Let’s look at an example. Here are two names that refer to the same instance. One is in internal DNS and one is in external DNS:

glorfindel.us-east-1.inst.gondolin.noldor.tolkien.internal
glorfindel.us-east-1.inst.gondolin.noldor.tolkien.oxide.fingolfin.org

Here glorfindel is the DNS name of the instance. us-east-1 is the DNS name of the availability zone. gondolin is the DNS name of the VPC, noldor is the DNS name of the project, and tolkien is the DNS name of the organization. The first DNS host name is the name in internal DNS, which is why it has the .internal suffix. The second name is the one in external DNS and oxide.fingolfin.org is the suffix. The DNS suffix is specific to an installation.

In all of the above objects, we explicitly said it was the DNS name. The DNS name is a separate name for each object that defaults to the object’s name. DNS has some additional constraints in terms of naming that aren’t always there for the main name attributes.
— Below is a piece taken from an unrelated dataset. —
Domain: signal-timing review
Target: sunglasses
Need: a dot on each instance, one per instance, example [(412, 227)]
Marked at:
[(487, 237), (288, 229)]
In addition, it’s important that renaming something that users see and interact with on a regular basis doesn’t impact the names that machines are using unless intended.
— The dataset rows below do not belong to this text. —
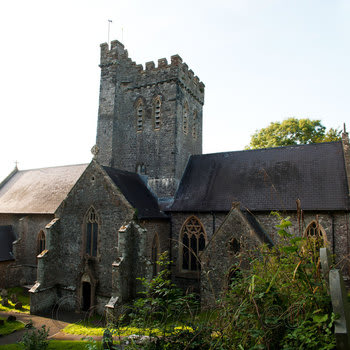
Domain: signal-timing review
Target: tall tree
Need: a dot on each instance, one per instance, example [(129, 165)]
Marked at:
[(292, 131)]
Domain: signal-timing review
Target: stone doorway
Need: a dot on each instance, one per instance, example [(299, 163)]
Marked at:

When two VPCs have been peered together, subnets that are shared will show up in DNS with the corresponding names that match that project.

DNS for Floating IPs

Floating IPs are automatically registered in both Internal and External DNS, similar to the instances. However, the same (external) address is always advertised. A DNS A record is created for IPv4 Floating IP addresses and a DNS AAAA record is created for IPv6 Floating IP addresses. Multiple Floating IPs can have the same DNS name. This allows you to create a single hostname with multiple IPv4 and IPv6 records. This can be used to create round-robin DNS or to have both IPv4 and IPv6 support for the same name.

Floating IPs use a similar, but slightly different scheme from instances:

.fip....
  • <name> refers to the DNS name of the Floating IP

  • <vpc> refers to the DNS name of the VPC

  • <project> refers to the DNS name of the project

  • <org> refers to the DNS name of the organization

  • <suffix> refers to the DNS suffix that is used. For internal DNS this is always .internal. For external DNS, this varies based on the installation.
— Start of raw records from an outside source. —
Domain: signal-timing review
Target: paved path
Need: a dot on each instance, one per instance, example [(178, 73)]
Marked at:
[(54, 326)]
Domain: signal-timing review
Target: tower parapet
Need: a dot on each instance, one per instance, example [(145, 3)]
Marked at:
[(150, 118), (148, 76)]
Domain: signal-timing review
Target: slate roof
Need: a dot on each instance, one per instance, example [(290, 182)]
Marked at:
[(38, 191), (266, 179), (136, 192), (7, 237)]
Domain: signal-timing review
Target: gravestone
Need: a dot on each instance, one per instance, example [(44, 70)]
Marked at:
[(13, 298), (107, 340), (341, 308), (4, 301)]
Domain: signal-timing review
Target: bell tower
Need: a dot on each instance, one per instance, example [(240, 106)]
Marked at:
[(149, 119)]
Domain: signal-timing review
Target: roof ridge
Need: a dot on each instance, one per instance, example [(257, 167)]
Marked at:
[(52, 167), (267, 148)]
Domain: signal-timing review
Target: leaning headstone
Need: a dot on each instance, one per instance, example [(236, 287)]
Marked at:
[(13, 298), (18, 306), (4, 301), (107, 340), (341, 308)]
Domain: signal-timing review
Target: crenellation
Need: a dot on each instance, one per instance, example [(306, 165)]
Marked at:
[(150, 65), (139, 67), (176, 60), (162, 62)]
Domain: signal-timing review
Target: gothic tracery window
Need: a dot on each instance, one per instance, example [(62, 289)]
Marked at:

The main difference is that there instead of the <instance>.<az>.inst prefix you have <name>.fip.

More concretely, let’s say we had the name blog.fip.gondolin.noldor.tolkien.oxide.fingolfin.org. Like in the previous example, here blog is the DNS name of the floating IP. There may be more than one floating IP with the same DNS name, allowing for more than one record to be associated with the name (for example both an IPv4 and IPv6 address). gondolin is the DNS name of the VPC, noldor is the DNS name of the project, and tolkien is the DNS name of the organization. Unlike with instances, there is only ever an external suffix, there is no internal one. Therefore oxide.fingolfin.org is the installation-specific suffix.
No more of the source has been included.